Romney doesn't talk specifics for a very obvious reason, writes Jonathan Bernstein on his blog:
How exactly can Romney give more specificity on "government-run health care"? On "punitive regulation"? They might as well have asked for the Mittster to be more specific on Obama's apology tour and, I don't know, Kenyan birth.
Precisely. Republican issues are all made-up issues anyway. There's no policy seriousness in the party at all. Paul Ryan? Please. Least of all Paul Ryan! True, he has bothered to learn some things about the budget, but nothing he's learned has diverted him from the path of making massive tax cuts for the rich priority number one, so in a way he's even worse than the rest of them.
When Republicans candidate did trumpet plans, they were insane.

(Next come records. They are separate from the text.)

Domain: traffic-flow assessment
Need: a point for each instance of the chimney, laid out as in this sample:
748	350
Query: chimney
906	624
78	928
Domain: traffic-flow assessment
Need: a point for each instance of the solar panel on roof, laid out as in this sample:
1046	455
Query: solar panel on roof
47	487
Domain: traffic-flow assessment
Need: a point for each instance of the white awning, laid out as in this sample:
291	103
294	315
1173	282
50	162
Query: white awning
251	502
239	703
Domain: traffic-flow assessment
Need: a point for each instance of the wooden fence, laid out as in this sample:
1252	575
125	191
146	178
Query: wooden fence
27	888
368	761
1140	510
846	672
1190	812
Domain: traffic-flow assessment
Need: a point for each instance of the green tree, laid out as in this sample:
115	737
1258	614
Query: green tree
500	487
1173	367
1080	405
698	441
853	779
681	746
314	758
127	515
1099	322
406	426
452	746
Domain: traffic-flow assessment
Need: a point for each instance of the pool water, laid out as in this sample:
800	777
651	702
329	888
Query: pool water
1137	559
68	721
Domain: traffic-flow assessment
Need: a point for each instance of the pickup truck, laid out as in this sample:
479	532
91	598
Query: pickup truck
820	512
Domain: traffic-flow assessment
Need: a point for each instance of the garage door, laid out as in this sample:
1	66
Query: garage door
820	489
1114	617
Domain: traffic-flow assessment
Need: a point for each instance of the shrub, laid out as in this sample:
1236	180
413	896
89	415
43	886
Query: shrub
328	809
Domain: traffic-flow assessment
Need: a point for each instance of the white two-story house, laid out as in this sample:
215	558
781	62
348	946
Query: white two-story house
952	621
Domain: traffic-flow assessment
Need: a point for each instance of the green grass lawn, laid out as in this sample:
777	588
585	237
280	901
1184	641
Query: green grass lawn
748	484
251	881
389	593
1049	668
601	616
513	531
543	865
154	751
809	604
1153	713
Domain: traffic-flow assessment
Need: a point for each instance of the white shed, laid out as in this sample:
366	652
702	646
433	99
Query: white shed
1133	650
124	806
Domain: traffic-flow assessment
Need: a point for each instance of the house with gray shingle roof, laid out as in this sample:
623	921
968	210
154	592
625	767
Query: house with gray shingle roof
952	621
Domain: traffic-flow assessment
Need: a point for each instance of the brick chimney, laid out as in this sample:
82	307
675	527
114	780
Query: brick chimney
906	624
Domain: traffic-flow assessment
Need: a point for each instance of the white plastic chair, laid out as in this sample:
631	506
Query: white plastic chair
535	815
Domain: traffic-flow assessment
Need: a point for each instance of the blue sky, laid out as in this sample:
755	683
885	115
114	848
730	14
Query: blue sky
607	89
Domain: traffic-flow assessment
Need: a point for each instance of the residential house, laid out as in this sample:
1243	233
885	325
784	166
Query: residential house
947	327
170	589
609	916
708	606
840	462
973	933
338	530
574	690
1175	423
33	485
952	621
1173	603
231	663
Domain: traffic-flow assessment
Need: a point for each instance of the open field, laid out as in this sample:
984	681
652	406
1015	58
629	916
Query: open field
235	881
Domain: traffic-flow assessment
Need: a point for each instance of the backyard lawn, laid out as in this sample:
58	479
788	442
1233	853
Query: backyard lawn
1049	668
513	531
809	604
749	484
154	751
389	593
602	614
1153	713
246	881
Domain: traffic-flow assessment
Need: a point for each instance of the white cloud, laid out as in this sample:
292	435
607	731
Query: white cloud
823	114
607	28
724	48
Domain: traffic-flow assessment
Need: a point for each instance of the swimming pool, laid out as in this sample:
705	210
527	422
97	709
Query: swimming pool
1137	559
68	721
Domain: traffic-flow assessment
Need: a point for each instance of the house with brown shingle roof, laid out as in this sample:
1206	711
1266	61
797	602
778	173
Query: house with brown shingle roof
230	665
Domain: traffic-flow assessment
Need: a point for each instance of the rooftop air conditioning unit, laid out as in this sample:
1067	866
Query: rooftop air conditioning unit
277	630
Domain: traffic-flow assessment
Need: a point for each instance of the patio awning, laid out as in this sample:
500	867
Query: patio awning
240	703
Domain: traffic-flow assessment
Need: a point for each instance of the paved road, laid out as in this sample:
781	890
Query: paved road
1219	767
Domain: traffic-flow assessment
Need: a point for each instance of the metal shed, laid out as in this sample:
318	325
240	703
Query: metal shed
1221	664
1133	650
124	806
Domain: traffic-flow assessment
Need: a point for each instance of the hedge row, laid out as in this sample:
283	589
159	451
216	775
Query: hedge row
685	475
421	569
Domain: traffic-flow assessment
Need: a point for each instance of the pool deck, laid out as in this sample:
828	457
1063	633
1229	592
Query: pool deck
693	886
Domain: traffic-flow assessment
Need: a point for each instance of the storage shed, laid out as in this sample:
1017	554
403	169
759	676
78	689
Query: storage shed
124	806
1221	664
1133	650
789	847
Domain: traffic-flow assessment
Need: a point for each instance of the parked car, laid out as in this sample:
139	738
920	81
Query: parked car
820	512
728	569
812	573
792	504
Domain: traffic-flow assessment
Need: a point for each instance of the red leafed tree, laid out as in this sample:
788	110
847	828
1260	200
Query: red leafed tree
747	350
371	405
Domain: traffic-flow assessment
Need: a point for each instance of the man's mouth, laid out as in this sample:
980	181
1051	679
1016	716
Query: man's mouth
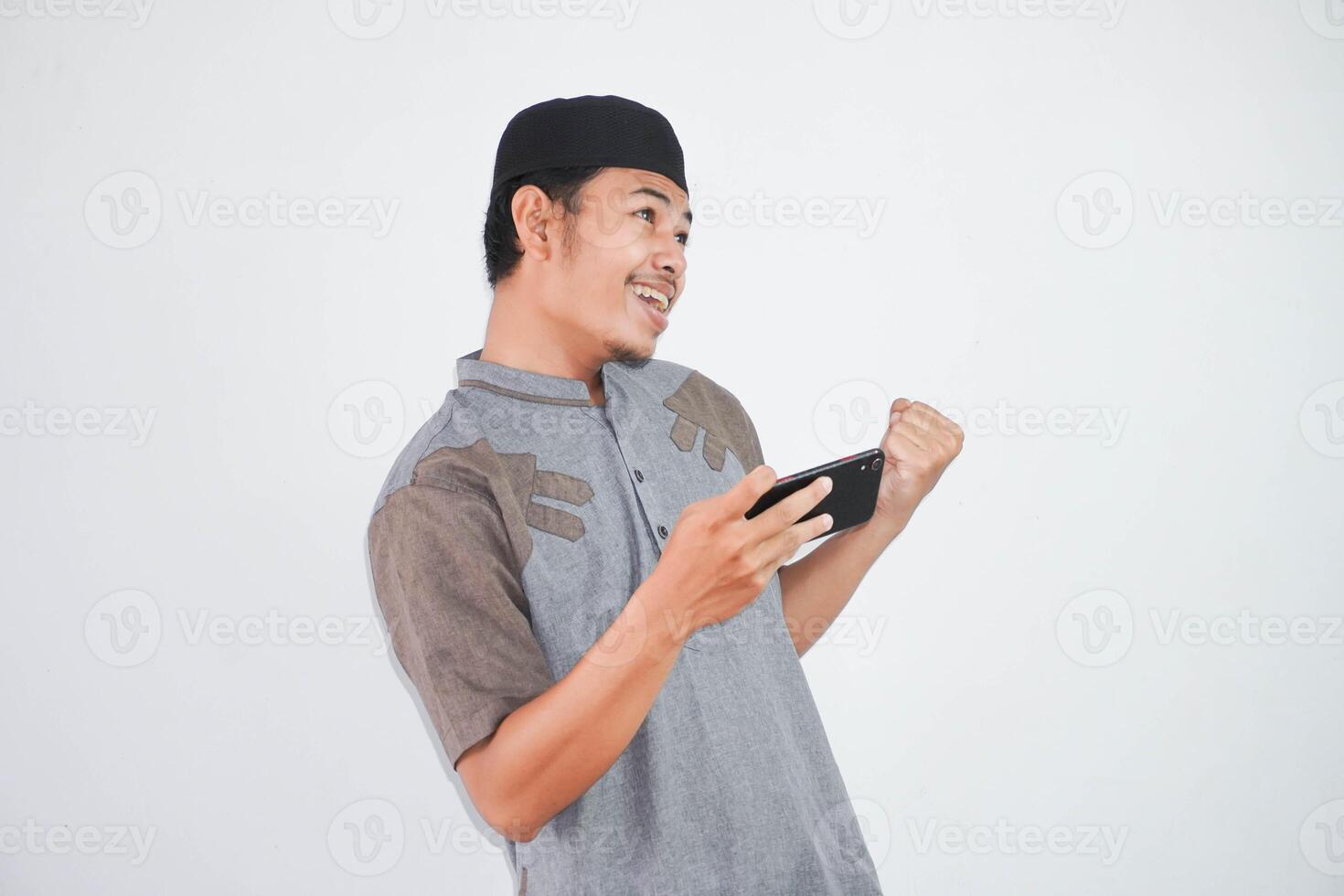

Herman Cain's 9-9-9. It was designed just to sound good and appeal to some notion of gut-level common sense: Nine percent for everybody. Sounds fair to me! Romney actually does have similar plans, and they're just about as bad or perhaps worse.
If or when Romney loses, it will be in no small part because of the Republican primary process. A primary campaign is supposed to be where you sharpen your arguments. In reality world, that means you learn to make them more fact-based, as the Democrats did in 2008, when very policy-smart second-tier contenders (Chris Dodd, Joe Biden, Bill Richardson) made the frontline candidates better. And as Republicans did as recenty as, say, 1988. But In wingnut world, it means you learn to make them less fact-based and more red meat sound-bitey, and that's precisely what--and precisely all--the primaries taught Romney.